As Dijon was being rebuilt, Jean spent much of his time with the Imperial family in the various residences that they would visit periodically. Upon Albertus's release from captivity, Jean became more outspoken, yet very distant and cold. He continued to help with the government as needed as times would continue to change.
After the court moved back to Chateau de Saint-Etienne, Jean's health started to deteriorate. He had caught a rare and violent strain of Typhus that turned the skin white. There were many attempts to stop the illness, none were successful. On July 6th, early in the morning, Jean collapsed in his daughter Henriette's room.
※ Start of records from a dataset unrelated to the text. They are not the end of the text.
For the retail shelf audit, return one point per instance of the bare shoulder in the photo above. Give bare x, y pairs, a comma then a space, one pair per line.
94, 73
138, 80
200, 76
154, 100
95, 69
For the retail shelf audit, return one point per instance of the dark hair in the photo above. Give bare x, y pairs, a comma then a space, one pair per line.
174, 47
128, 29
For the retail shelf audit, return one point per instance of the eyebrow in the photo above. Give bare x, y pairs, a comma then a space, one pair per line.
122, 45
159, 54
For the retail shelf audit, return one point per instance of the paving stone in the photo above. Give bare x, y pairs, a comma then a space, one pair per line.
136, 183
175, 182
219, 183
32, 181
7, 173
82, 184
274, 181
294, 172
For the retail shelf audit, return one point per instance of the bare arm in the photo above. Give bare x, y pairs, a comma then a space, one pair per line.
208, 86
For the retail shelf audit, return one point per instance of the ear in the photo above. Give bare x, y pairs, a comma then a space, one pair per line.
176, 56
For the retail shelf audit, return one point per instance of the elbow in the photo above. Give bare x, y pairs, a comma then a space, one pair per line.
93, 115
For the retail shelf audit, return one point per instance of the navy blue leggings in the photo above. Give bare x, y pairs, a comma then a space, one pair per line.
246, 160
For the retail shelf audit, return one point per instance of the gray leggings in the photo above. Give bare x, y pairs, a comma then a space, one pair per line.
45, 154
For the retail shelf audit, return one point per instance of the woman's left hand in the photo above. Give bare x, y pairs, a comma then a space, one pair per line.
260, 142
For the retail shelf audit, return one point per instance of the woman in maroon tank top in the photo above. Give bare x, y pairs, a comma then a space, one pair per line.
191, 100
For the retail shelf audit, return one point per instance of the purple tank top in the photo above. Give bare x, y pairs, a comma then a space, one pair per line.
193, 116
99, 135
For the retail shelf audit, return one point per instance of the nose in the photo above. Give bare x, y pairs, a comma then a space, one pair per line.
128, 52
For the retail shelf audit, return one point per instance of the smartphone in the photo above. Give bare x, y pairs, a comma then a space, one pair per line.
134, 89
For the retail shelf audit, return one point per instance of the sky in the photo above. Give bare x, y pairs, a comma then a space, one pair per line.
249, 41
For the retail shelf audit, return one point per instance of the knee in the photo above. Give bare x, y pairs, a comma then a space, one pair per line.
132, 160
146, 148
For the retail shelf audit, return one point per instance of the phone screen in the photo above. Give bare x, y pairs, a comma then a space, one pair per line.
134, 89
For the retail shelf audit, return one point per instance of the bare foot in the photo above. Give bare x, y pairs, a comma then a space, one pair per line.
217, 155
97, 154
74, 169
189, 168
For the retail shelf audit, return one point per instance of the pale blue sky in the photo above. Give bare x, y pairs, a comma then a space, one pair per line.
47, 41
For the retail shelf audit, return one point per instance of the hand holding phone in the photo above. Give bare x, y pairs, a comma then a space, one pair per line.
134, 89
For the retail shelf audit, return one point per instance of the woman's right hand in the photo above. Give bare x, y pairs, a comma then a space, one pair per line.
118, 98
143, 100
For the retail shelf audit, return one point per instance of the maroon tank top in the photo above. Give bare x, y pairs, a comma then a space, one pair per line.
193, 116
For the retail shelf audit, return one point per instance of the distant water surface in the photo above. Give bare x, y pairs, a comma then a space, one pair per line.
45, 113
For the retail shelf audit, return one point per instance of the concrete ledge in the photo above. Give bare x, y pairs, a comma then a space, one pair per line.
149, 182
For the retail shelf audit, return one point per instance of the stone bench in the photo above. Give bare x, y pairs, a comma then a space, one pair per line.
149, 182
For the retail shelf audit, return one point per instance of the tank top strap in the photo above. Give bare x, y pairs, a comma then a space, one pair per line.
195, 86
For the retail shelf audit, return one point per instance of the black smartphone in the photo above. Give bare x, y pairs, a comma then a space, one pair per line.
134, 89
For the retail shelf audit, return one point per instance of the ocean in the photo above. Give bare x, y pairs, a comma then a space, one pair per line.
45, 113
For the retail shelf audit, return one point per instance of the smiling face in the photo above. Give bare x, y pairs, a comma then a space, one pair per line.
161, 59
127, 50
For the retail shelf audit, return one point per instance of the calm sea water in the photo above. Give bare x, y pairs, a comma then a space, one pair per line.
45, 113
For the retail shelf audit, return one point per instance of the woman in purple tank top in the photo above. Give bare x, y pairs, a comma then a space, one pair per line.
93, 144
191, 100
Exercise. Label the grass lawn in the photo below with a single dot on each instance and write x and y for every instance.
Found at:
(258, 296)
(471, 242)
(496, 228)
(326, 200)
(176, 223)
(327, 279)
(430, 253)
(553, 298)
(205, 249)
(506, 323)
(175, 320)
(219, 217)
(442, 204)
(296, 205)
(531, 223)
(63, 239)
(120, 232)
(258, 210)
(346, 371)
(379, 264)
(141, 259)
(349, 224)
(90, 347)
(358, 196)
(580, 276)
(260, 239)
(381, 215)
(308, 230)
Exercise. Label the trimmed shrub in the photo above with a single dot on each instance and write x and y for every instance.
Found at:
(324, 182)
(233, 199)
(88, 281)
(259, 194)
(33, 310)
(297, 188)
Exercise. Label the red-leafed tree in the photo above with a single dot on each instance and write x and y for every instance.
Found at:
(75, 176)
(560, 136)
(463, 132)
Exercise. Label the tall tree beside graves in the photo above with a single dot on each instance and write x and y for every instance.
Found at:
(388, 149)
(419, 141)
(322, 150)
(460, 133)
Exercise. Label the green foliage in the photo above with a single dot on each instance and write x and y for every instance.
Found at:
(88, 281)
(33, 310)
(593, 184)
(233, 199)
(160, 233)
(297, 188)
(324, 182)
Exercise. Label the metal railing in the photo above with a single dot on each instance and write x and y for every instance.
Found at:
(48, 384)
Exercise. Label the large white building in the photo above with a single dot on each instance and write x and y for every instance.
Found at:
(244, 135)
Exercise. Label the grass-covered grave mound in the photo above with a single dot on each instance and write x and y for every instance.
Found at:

The Duchesse had been on a hunting trip with her friend, Marie Therese. Henriette had called for the guards to take him out of her room and into his chambers. Doctors were called to examine him, finding that he had little time to live. The court was called to the bedside of the Duc. Even the Regent attended this grewsome end to his life. Only one of his children was at his bedside at his death, Henriette Marie. Jean wrote his will on his deathbed, leaving many of his belongings to his family. Henriette stayed with her Father until his death, sobbing hysterically, until her Grandmother told her she must leave the room. Madame la Duchesse did not find out about the death of her husband until she returned from her hunting trip with Madame Therese.
Jean-Claude, the Duc d'Orleans, was buried in the Chateau de Vincennes in the Necropolis Wing alongside his daughter Jeanne and her family.
To his marriage with Élisabeth Josephine he had four legitimate children, with their styles at the time of their birth;
- Marie-Louise Antoinette, Comtesse de Toulouse (1727 - 1749)
- Louis Charles, Petit Seigneur (1729 - 1743)
- Henriette Marie, Duchesse de Anonde (1730 - 1747)
- Jeanne Sophie, Comtesse de Treves (1731 - 1756)
Unlike his grandfather and great-grandfather, Jean had no illegitimate children proclaimed.